To review our editorial policy, which includes our blotter policy, click here.


When the COVID-19 pandemic struck the United States during spring break, while most students were at home watching and waiting, The Rocket staff went into overdrive. Once in a lifetime cancellations, unparalleled local and national reactions and the opportunity to break it all to the Slippery Rock community and around the state.

We are living history in the making.

This week marks the first week that staff members of The Rocket are actively working to produce our first print issue since our campus was shut down suddenly in March.

Since March, we have published over 85 articles, videos and podcasts related to the coronavirus pandemic. Until a few staff members moved back to the Slippery Rock area in August, all of this work was done entirely remotely.

Now, we face another set of challenges. During print weeks, we are operating with only four people allowed in our office at a time, when normally we expect closer to 10 or 11 people each night.

We chose to reduce our print circulation from 2,000 copies to 1,000 this semester, and we understand that there may be a point this semester when we temporarily halt printing.

We had to work around different operating procedures on campus, mainly around personnel and resource availability, but we will strive to do the absolute best with what are given.

We are trying every possible way to produce these print editions because these stories are so important to our community not only today, but well into the future when these stories tell the history of SRU during the COVID-19 crisis.

At this moment in time, we don’t know what this semester will hold for us. As of Sept. 3 at 4:45 p.m., 25 students have tested positive for coronavirus since Aug. 20. We have little idea how the pandemic will change between now and the end of November, and we have little idea how SRU will respond.

However, each story we publish (in our print editions and on our website) are snapshots into what SRU’s story was at one point in time.

We do know that whatever happens this semester, we will cover it. Even if we can no longer access our office, we will still remotely cover SRU’s stories just like The Rocket has done since 1934.

And we cannot forget more of the historical events unraveling in this given movement. The Black Lives Matter movement, SRU’s gradual partnership with Edinboro University and the 2020 election are all defining moments of this year, and it’s our duty to tell SRU’s stories with this historical context.

When future SRU community members find us through the SRU archives, they will see the stories of students and administration who reacted to these major local, state and national events.

And we don’t take that job lightly.

Student journalists are also in positions to hold the administration and other students accountable for their actions and decisions this semester. As the number of positive cases continues to increase and the administration announces more updates concerning SRU’s response to the pandemic, we have to continue making that information known.

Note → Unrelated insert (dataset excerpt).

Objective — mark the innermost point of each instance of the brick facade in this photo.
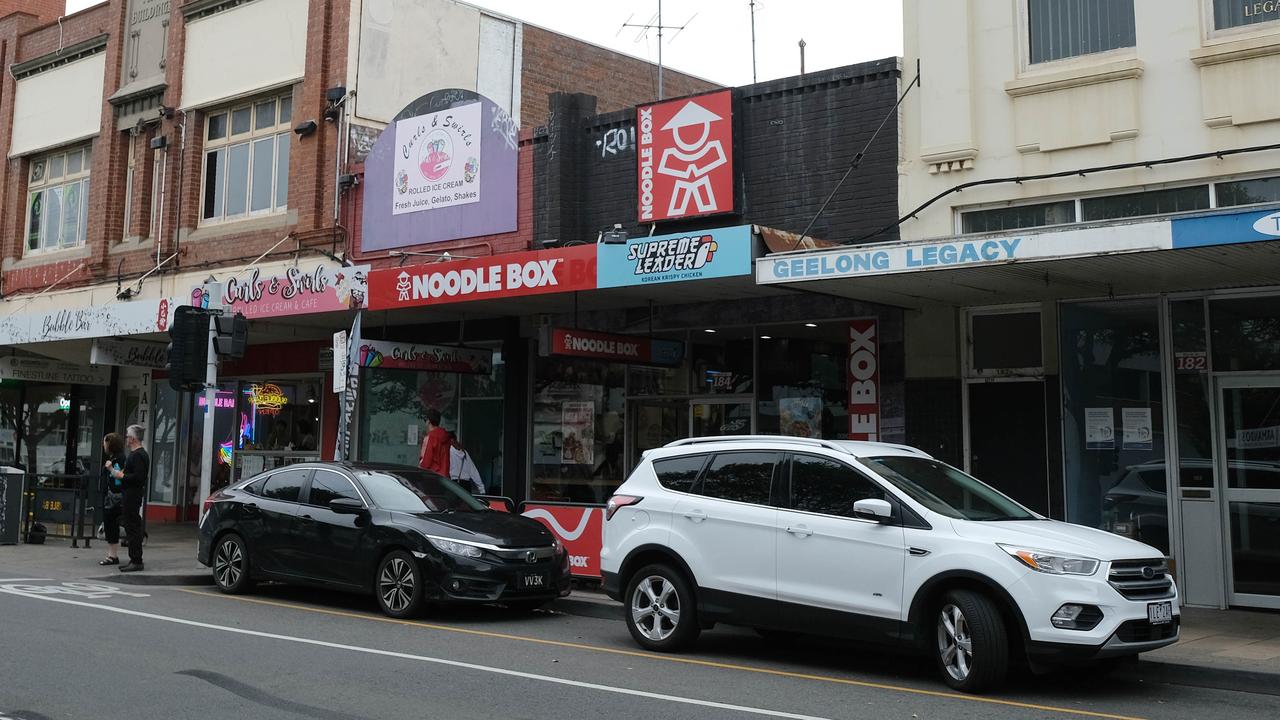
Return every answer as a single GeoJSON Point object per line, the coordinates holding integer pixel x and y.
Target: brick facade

Per the Clery Act, SRU notified students of the first positive case on Aug. 20. Since then, the number of students and staff who tested positive have been updated on a dashboard website, and classes in at least one building on campus have been moved online due to a possible COVID-19 exposure. There are stories to be told behind these numbers, and we look forward to telling the stories of this semester.

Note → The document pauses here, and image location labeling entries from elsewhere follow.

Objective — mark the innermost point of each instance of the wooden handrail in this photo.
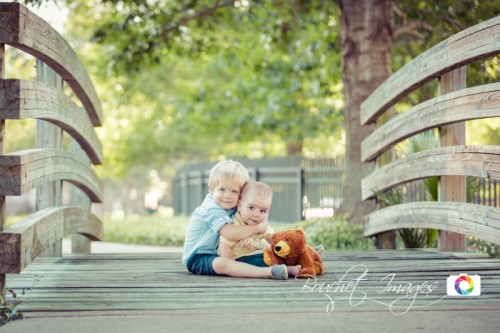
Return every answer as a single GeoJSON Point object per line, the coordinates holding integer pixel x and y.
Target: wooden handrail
{"type": "Point", "coordinates": [476, 161]}
{"type": "Point", "coordinates": [21, 28]}
{"type": "Point", "coordinates": [467, 104]}
{"type": "Point", "coordinates": [28, 238]}
{"type": "Point", "coordinates": [25, 170]}
{"type": "Point", "coordinates": [477, 42]}
{"type": "Point", "coordinates": [474, 220]}
{"type": "Point", "coordinates": [21, 99]}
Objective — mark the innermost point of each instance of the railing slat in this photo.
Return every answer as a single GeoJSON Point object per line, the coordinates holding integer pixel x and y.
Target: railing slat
{"type": "Point", "coordinates": [28, 238]}
{"type": "Point", "coordinates": [469, 219]}
{"type": "Point", "coordinates": [25, 170]}
{"type": "Point", "coordinates": [477, 42]}
{"type": "Point", "coordinates": [21, 99]}
{"type": "Point", "coordinates": [476, 161]}
{"type": "Point", "coordinates": [24, 30]}
{"type": "Point", "coordinates": [466, 104]}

At the same time, as the reader of this paper, remember your own role in this pandemic. Within the first three weeks of the semester, pictures of large off-campus gatherings have surfaced on social media.

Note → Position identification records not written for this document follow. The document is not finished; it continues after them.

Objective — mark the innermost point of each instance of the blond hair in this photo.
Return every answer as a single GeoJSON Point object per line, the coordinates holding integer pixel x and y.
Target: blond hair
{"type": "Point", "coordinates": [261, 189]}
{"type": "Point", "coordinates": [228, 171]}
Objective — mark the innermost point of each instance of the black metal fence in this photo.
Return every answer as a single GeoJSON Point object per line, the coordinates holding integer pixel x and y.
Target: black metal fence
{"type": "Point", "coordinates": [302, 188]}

We all have a role in getting back to a “normal” life one day, but do you really want to look back at SRU’s history and see yourself not being part of the solution?

As Philip L. Graham, former president and publisher of The Washington Post, said, “Journalism is the first rough draft of history.”

In a society in which multiple historical events are occurring simultaneously, student journalists nationwide must prevail.

And regardless of what happens this semester and beyond, we’ll be here.